Barriers to Forgiveness, Part 3: Pride
C.S. Lewis once noted that pride is that tendency to find pleasure in moving other people around like toy soldiers. Pride seeks to win, to be superior, to have the light shining on the self.
When we are treated unjustly by another, then perhaps it is that other person who has moved us around as if we were toy soldiers. It is at this time that resentment can take hold of us and if we are not able now to competitively move our injurer around like a toy soldier, we dig the trench of resentment and stay there for the battle.
If the other does not apologize, we do not want to budge from our pride-trench. The central problem of waiting for the other to admit defeat is this: Too often those who hurt us do not apologize.
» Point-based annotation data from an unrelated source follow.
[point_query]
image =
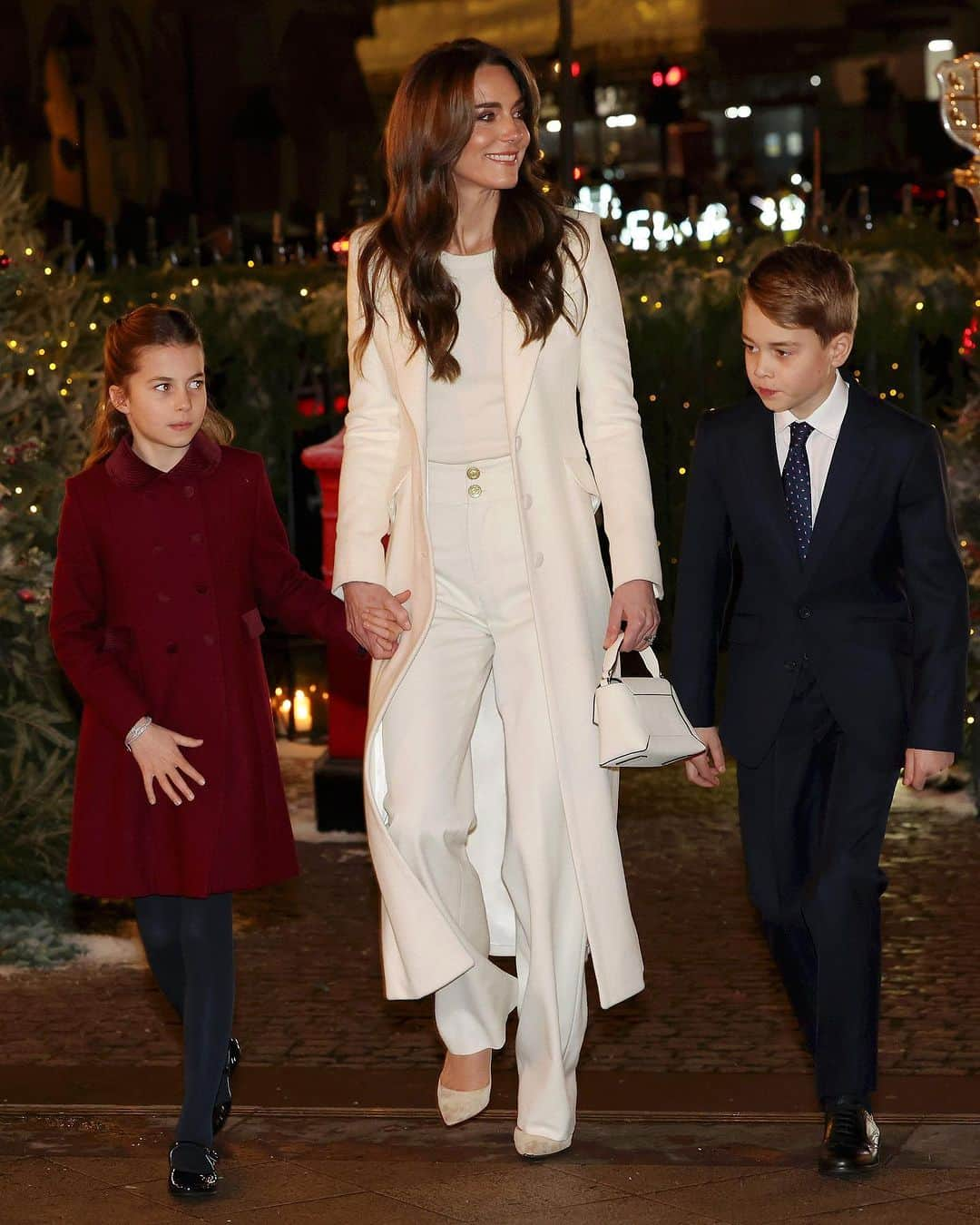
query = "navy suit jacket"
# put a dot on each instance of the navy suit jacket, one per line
(878, 610)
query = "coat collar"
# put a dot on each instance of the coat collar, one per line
(128, 469)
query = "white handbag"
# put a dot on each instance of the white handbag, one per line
(640, 720)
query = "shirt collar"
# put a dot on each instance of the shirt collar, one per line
(126, 468)
(827, 419)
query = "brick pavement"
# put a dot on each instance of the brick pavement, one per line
(90, 1169)
(309, 979)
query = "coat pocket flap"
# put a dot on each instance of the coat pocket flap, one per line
(254, 622)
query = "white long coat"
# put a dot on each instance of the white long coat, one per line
(384, 490)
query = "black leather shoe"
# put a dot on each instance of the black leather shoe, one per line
(193, 1170)
(223, 1105)
(850, 1140)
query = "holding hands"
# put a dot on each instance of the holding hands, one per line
(375, 618)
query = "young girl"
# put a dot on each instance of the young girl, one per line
(171, 552)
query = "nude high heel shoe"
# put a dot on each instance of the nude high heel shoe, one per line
(536, 1147)
(458, 1105)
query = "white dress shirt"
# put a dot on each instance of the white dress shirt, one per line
(466, 419)
(826, 422)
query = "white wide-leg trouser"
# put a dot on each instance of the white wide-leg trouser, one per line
(483, 622)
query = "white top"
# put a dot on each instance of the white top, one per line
(819, 445)
(466, 419)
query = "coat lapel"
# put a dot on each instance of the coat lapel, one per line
(851, 454)
(520, 363)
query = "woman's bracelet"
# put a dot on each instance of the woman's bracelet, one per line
(136, 730)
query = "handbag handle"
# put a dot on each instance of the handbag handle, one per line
(612, 654)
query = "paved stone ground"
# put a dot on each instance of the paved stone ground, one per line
(92, 1169)
(310, 991)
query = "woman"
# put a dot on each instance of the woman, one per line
(476, 310)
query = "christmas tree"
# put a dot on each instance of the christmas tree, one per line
(49, 364)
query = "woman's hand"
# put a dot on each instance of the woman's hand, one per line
(157, 752)
(375, 618)
(634, 604)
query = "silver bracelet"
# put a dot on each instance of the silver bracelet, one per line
(136, 730)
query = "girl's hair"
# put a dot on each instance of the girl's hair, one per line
(125, 339)
(430, 122)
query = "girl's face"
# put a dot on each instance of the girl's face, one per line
(493, 156)
(164, 398)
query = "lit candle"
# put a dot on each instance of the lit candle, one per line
(301, 713)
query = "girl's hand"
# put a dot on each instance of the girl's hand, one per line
(634, 604)
(160, 759)
(375, 618)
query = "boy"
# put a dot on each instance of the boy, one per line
(848, 641)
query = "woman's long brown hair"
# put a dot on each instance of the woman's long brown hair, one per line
(430, 122)
(125, 339)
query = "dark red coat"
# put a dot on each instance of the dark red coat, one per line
(160, 588)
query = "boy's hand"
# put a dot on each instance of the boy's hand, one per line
(924, 763)
(707, 767)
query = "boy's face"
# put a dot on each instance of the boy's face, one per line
(790, 369)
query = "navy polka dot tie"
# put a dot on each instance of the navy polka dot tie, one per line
(797, 485)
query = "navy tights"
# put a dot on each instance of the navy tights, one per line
(190, 949)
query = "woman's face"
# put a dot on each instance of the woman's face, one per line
(493, 156)
(164, 397)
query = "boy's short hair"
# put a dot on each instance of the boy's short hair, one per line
(805, 286)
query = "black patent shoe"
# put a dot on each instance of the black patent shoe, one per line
(193, 1169)
(223, 1105)
(850, 1140)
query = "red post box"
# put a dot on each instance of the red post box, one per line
(337, 774)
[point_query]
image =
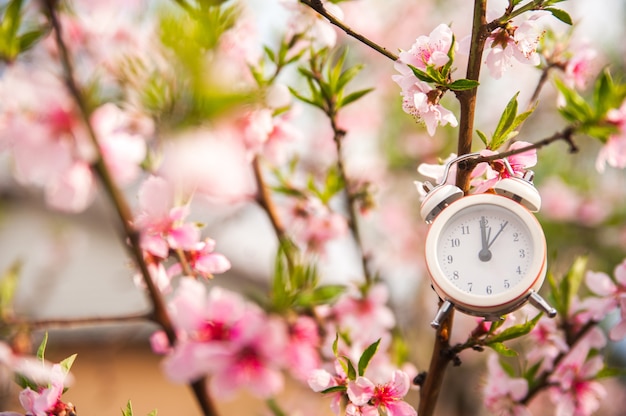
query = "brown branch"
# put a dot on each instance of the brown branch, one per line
(543, 380)
(159, 313)
(566, 135)
(353, 218)
(467, 99)
(76, 322)
(319, 8)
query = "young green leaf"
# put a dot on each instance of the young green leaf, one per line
(560, 14)
(41, 351)
(463, 85)
(366, 357)
(67, 363)
(571, 282)
(129, 409)
(421, 75)
(502, 349)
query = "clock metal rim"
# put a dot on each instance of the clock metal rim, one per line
(486, 303)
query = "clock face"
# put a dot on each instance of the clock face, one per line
(485, 251)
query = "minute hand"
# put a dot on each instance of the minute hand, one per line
(498, 233)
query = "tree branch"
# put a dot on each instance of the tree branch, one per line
(319, 8)
(159, 314)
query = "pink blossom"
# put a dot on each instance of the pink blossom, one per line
(224, 336)
(160, 220)
(513, 42)
(44, 401)
(203, 260)
(320, 380)
(575, 392)
(613, 153)
(315, 28)
(548, 343)
(123, 148)
(502, 393)
(370, 398)
(579, 67)
(611, 294)
(315, 224)
(422, 101)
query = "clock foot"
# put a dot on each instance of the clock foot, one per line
(540, 303)
(442, 313)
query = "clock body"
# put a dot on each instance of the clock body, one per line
(486, 254)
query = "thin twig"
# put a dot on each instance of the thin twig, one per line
(160, 314)
(353, 218)
(77, 322)
(319, 8)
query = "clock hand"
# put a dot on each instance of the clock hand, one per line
(498, 233)
(484, 254)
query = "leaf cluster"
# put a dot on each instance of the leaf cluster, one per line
(590, 114)
(128, 411)
(508, 125)
(327, 77)
(296, 284)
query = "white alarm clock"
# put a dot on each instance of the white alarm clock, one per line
(485, 253)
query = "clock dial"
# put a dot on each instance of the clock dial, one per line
(486, 253)
(485, 250)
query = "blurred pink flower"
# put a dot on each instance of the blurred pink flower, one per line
(422, 101)
(613, 153)
(123, 148)
(203, 259)
(222, 335)
(502, 393)
(611, 294)
(44, 401)
(161, 221)
(575, 391)
(368, 398)
(302, 353)
(514, 42)
(431, 50)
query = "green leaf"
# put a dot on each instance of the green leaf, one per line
(513, 332)
(42, 347)
(67, 363)
(8, 285)
(502, 349)
(571, 282)
(562, 15)
(350, 371)
(505, 122)
(129, 409)
(366, 357)
(421, 75)
(611, 372)
(463, 85)
(334, 389)
(483, 137)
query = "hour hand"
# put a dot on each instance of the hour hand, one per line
(484, 254)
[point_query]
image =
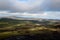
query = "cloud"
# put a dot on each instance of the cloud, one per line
(29, 5)
(48, 15)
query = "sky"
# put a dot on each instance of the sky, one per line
(49, 9)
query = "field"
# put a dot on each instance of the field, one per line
(13, 29)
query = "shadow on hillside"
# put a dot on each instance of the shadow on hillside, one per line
(45, 36)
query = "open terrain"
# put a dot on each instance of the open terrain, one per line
(16, 29)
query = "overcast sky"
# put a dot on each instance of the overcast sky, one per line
(30, 8)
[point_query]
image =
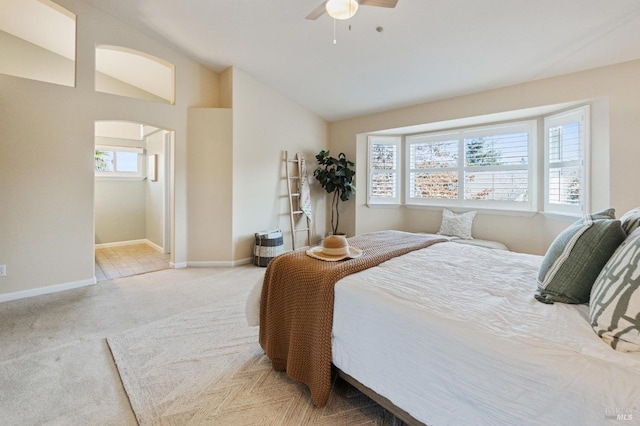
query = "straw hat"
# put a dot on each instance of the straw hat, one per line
(334, 248)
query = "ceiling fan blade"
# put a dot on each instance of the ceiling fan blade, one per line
(318, 11)
(379, 3)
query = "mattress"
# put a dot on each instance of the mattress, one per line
(452, 335)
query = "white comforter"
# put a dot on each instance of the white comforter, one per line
(453, 335)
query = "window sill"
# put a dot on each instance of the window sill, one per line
(565, 217)
(383, 206)
(495, 212)
(121, 178)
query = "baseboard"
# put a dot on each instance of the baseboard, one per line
(131, 243)
(46, 290)
(220, 264)
(122, 243)
(154, 246)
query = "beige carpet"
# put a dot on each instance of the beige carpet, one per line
(206, 367)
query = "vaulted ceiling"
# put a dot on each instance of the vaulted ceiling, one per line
(424, 49)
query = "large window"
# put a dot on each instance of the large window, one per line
(488, 167)
(384, 163)
(566, 162)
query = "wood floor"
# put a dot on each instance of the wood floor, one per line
(129, 260)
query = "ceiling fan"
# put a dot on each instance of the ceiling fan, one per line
(345, 9)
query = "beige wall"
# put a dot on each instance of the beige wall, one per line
(613, 93)
(265, 124)
(46, 157)
(155, 191)
(210, 186)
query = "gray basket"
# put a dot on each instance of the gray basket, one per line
(269, 244)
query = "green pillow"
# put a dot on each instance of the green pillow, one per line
(614, 310)
(576, 257)
(630, 220)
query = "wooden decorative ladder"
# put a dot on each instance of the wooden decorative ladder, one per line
(294, 181)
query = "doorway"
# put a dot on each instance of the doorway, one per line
(132, 199)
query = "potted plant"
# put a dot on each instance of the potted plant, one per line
(336, 176)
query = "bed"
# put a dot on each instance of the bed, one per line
(451, 334)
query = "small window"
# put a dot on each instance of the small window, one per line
(118, 161)
(384, 175)
(566, 165)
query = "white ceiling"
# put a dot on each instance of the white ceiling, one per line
(429, 49)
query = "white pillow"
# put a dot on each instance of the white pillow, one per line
(457, 224)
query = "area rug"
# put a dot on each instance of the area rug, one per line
(205, 366)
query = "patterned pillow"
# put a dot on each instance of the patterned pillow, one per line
(631, 220)
(614, 311)
(457, 224)
(576, 257)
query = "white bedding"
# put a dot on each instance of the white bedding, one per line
(453, 335)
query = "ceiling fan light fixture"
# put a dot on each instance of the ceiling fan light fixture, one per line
(342, 9)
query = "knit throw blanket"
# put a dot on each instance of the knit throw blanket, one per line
(296, 308)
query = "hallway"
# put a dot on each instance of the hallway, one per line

What we need is an antidote to pride, something that will extend a warm hand and help us out of the trench. The antidote is the virtue of humility, a virtue that the philosopher Nietzsche looked on with distain, calling it a “monkish virtue.” It is apparent that Nietzsche’s philosophy valued power and so he wanted nothing to do with humility.
The major problem with detesting humility is that sometimes the other’s power over us remains, despite our best efforts. If all we have left is our pride-trench, then the other’s power could defeat us in an emotional sense as we develop unhealthy anger and even anxiety and depression.
To combat the barrier of pride, we need to value and practice humility, that sense that we need not always get our way and that power is an impostor not worthy of following. With humility, we do not meet power with power. Yes, we meet power with a call for justice, but this is very different from pride, which calls for its pound of flesh from the other. Once we have developed the virtue of humility, which gets us out of our pride-trench, we are free to begin forgiving, which can actually eliminate the resentment so that it no longer has power over us.